With a surge in the death row population over the years – currently more than 660 inmates are awaiting execution – George told commissioners that death penalty reviews alone consume about 20 percent to 25 percent of the high court’s caseload, up from about 5 percent to 10 percent about two decades ago.
He pointed out that the number of Supreme Court justices – seven – has remained the same since 1879, while there are 105 state Court of Appeal justices.
George said the state Supreme Court – even if it devoted itself exclusively to capital cases – would take about three to four years to chip away and process the existing backlog. About 400 death penalty appeals are pending in the Supreme Court.
He used words such as “peril,” “critical” and “disadvantage” to describe how the high court’s responsibility to litigate and set case law in crucial civil and criminal matters could be compromised by the massive death penalty caseload.
“If the Supreme Court cannot fulfill that role, California – its people, its government, its economy, its public safety – all would suffer,” George said.
But Stanford Law School professor Lawrence Marshall later told commissioners that the proposal could, in effect, just add another tier of lengthy legal review.
“I understand the impetus,” the professor said. “But, on some level, they are rearranging the furniture … .”
Under the current system, after a death sentence is handed down, an automatic appeal process begins in the state Supreme Court. If the court denies all relief, as it almost always does, the case then moves to the federal system.
The appeal then goes to the U.S. Supreme Court with a request for review. The constitutional case, known as “habeas corpus,” goes to federal district court, then the 9th U.S. Circuit Court of Appeals, before making its way to the U.S. Supreme Court.
Under the proposal, George said the high court will continue to be “hands-on” and will ultimately review the lower court’s opinion. He recommended sending 30 capital cases to the lower courts initially.
Marshall, who had been influential in commuting death sentences in Illinois, said the state’s unprecedented backlog stems from its breadth of more than 30 death penalty offenses, a range of special circumstances that include killing an officer in the line of duty to lying in wait.
Marshall proposed narrowing the scope of death penalty cases to only the “worst of the worst.” That, he said, would greatly diminish the number of inmates at San Quentin’s death row.

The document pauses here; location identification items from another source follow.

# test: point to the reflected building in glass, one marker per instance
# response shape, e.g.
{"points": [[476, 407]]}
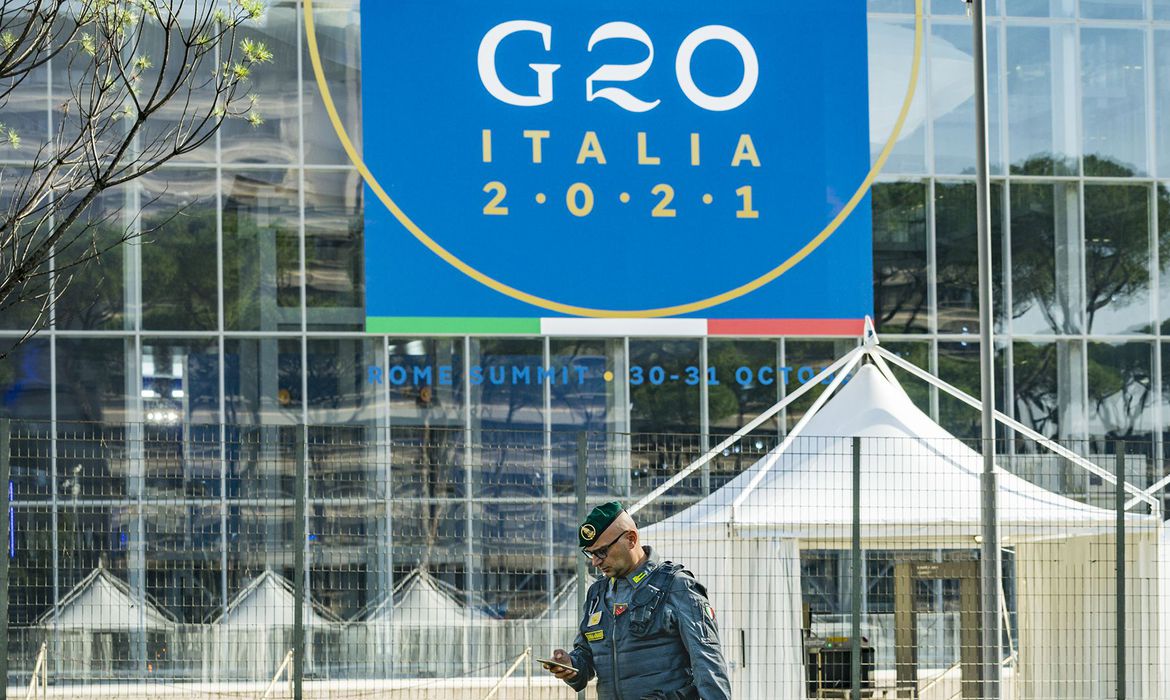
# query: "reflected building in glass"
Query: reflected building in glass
{"points": [[190, 357]]}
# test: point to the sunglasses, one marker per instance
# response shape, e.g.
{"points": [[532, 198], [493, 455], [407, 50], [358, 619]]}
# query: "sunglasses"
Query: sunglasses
{"points": [[600, 553]]}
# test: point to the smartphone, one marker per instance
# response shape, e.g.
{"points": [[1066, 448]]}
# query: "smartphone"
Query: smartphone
{"points": [[556, 664]]}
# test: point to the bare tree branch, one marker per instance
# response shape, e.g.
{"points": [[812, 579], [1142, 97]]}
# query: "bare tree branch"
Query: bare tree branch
{"points": [[143, 83]]}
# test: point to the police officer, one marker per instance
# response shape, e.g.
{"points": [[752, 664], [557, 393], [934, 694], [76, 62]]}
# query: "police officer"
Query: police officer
{"points": [[647, 631]]}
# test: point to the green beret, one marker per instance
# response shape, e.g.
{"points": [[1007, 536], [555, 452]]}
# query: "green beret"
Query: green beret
{"points": [[599, 519]]}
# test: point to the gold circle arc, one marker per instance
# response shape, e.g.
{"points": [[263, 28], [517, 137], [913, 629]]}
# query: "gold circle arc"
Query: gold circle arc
{"points": [[575, 310]]}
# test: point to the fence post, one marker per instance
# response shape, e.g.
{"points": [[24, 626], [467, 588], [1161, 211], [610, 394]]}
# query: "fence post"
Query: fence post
{"points": [[1121, 569], [855, 571], [298, 536], [5, 505], [582, 488]]}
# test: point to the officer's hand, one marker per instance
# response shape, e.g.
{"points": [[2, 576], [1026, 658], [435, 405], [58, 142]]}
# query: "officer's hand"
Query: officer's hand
{"points": [[564, 658]]}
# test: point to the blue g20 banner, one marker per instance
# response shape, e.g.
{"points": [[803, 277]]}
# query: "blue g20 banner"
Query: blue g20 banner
{"points": [[700, 159]]}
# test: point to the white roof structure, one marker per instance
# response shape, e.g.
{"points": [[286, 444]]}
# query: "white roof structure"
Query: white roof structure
{"points": [[917, 481], [421, 599], [269, 601], [104, 603]]}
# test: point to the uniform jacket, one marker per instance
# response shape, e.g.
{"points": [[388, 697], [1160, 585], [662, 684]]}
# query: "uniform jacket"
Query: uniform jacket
{"points": [[665, 640]]}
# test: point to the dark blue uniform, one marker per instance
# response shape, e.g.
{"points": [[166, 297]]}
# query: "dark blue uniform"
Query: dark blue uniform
{"points": [[651, 635]]}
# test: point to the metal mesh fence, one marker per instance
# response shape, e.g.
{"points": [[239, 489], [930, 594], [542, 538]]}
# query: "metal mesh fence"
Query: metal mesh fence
{"points": [[337, 562]]}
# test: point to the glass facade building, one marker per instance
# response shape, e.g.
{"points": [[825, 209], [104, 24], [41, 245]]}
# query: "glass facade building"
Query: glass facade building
{"points": [[193, 354]]}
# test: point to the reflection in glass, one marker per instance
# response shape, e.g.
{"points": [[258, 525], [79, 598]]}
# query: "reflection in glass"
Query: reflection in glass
{"points": [[1113, 9], [93, 295], [751, 383], [25, 105], [508, 416], [262, 381], [919, 355], [334, 262], [338, 25], [806, 359], [275, 83], [93, 461], [1043, 134], [957, 255], [1046, 258], [958, 365], [1040, 8], [183, 570], [1162, 96], [180, 412], [178, 232], [900, 256], [952, 98], [1113, 101], [587, 402], [261, 251], [890, 53], [342, 391], [425, 378], [1162, 194], [1117, 259], [663, 412], [1121, 392]]}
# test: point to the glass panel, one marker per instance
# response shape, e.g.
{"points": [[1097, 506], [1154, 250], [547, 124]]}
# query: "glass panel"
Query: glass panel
{"points": [[341, 391], [1163, 203], [91, 417], [1117, 259], [900, 256], [1113, 88], [26, 379], [1121, 392], [1046, 258], [663, 412], [275, 83], [180, 270], [26, 111], [23, 304], [91, 296], [750, 384], [806, 359], [31, 567], [957, 255], [952, 97], [425, 378], [1041, 112], [334, 261], [893, 6], [917, 354], [958, 365], [1040, 8], [183, 572], [1162, 97], [508, 414], [339, 42], [1113, 9], [261, 249], [589, 392], [262, 381], [892, 50]]}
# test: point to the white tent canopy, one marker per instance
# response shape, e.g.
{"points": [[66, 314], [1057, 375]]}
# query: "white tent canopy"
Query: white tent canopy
{"points": [[269, 601], [255, 631], [103, 602], [920, 489]]}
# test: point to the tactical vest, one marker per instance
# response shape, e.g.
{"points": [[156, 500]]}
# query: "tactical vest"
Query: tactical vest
{"points": [[638, 653]]}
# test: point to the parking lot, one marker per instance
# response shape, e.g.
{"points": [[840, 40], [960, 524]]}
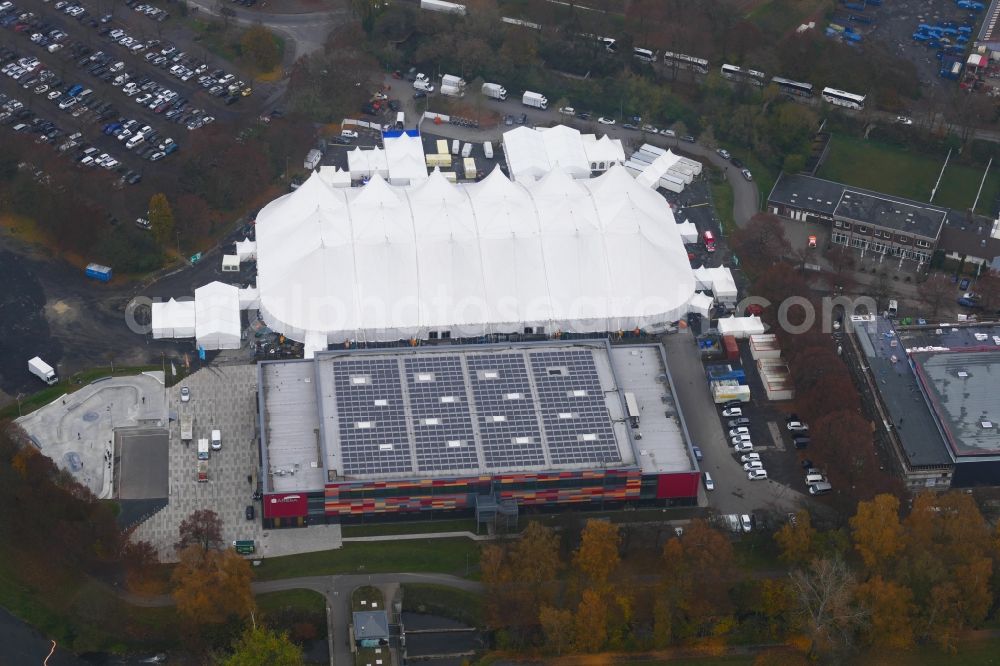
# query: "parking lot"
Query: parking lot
{"points": [[898, 20], [102, 92]]}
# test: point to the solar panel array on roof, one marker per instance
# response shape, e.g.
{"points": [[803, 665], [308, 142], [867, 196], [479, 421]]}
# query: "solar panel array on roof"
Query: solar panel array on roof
{"points": [[442, 424], [371, 416], [506, 410], [572, 405], [438, 412]]}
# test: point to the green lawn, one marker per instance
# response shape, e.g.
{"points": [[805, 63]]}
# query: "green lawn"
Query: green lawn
{"points": [[307, 601], [85, 616], [412, 555], [410, 527], [893, 170], [444, 601], [68, 385]]}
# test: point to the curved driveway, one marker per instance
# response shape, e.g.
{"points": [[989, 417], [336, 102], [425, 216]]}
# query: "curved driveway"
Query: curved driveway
{"points": [[337, 592]]}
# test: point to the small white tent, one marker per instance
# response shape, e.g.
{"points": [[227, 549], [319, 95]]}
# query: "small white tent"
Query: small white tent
{"points": [[217, 312], [173, 319]]}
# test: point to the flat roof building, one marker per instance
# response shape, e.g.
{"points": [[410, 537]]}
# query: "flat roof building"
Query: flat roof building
{"points": [[356, 434], [936, 389]]}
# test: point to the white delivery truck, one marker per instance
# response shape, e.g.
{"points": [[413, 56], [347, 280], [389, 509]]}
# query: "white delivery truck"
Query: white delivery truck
{"points": [[42, 370], [536, 100], [495, 90]]}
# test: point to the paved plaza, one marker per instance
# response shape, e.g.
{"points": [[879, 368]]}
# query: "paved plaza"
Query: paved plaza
{"points": [[224, 398], [75, 431]]}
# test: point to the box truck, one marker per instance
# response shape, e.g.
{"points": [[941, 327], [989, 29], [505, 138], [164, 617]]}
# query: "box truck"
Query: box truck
{"points": [[495, 90], [536, 100], [42, 370]]}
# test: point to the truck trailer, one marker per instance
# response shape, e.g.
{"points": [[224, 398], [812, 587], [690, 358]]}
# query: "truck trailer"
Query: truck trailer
{"points": [[535, 100], [42, 370], [452, 80], [495, 91], [187, 427]]}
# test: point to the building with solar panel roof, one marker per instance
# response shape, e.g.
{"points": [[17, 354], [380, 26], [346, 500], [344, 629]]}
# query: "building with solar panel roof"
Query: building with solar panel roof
{"points": [[430, 431]]}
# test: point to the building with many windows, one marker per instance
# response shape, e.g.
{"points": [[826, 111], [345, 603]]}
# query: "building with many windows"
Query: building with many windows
{"points": [[421, 432], [861, 219]]}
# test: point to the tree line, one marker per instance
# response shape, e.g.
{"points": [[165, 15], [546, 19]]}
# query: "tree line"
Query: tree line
{"points": [[889, 580]]}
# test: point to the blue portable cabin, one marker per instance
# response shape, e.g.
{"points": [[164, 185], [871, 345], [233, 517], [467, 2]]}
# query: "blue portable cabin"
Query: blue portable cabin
{"points": [[99, 272]]}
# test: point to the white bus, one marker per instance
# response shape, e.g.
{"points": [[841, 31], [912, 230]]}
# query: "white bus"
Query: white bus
{"points": [[610, 44], [683, 61], [752, 76], [644, 55], [793, 88], [845, 99]]}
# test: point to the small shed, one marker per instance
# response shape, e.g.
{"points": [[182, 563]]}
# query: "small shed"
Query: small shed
{"points": [[371, 627]]}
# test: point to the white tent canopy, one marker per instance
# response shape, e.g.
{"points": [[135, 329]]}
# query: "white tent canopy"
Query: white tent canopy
{"points": [[173, 319], [688, 231], [741, 327], [533, 153], [217, 312], [701, 303], [387, 263], [719, 280]]}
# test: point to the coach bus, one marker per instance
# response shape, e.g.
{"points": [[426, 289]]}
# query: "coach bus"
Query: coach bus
{"points": [[793, 88], [644, 55], [734, 73], [682, 61], [845, 99]]}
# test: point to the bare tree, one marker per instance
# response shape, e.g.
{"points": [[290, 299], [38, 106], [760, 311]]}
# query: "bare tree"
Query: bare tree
{"points": [[826, 603]]}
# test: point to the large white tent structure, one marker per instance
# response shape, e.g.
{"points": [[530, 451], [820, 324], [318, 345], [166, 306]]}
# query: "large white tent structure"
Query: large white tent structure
{"points": [[217, 316], [533, 153], [384, 262], [173, 319]]}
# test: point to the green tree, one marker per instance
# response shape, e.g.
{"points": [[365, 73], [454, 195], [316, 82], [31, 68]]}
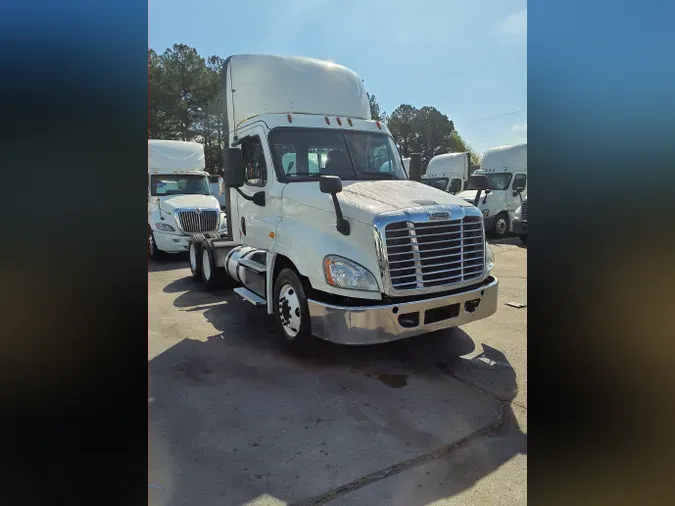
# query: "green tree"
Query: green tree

Earlier versions of capital punishment in California had fewer special circumstances, but voters in 1978 changed that, according to Sacramento attorney Donald H. Heller, who drafted the state’s death penalty initiative.
“It’s something the people wanted,” Heller said. “The initiative was very broad in its scope.”
Heller said at the time, he believed the Supreme Court’s careful review of death penalty appeals would take about 10 years – not the 17 1/2-year average cited by legal scholars, the slowest process in the country.
He called George’s proposal reasonable, saying it would not undermine rights to due process and fair hearings. Although Heller has since become a critic of capital punishment, he said if the state is to continue its practice, it needs to diminish the backlog.
“If you believe in the law, then you need to take into account what is clearly an unreasonable delay between sentence of death and a final decision of the California Supreme Court,” he said after the hearing. “It’s a process fraught with delay because no one wants to make a decision that could result in the death of an innocent person.”
For the mother of Terri Lynn Winchell, a Lodi teen murdered in 1981, the time afforded to inmates is a luxury.
“It just wears you out; you want justice,” said Barbara Christian, whose daughter’s body was found in a vineyard 27 years ago this week. “Knowing that he’s alive and well just keeps the pain alive.”
Jurors convicted Michael Angelo Morales of the murder in 1983, and his execution was to be carried out in February 2006 before a last-minute legal challenge plucked Morales from the death chamber. The state’s death penalty has been in limbo since then, pending legal challenges.
The California Commission on the Fair Administration of Justice will hold two more public hearings on the death penalty over the next two months. The commission was created by the state Senate to examine what leads to wrongful convictions.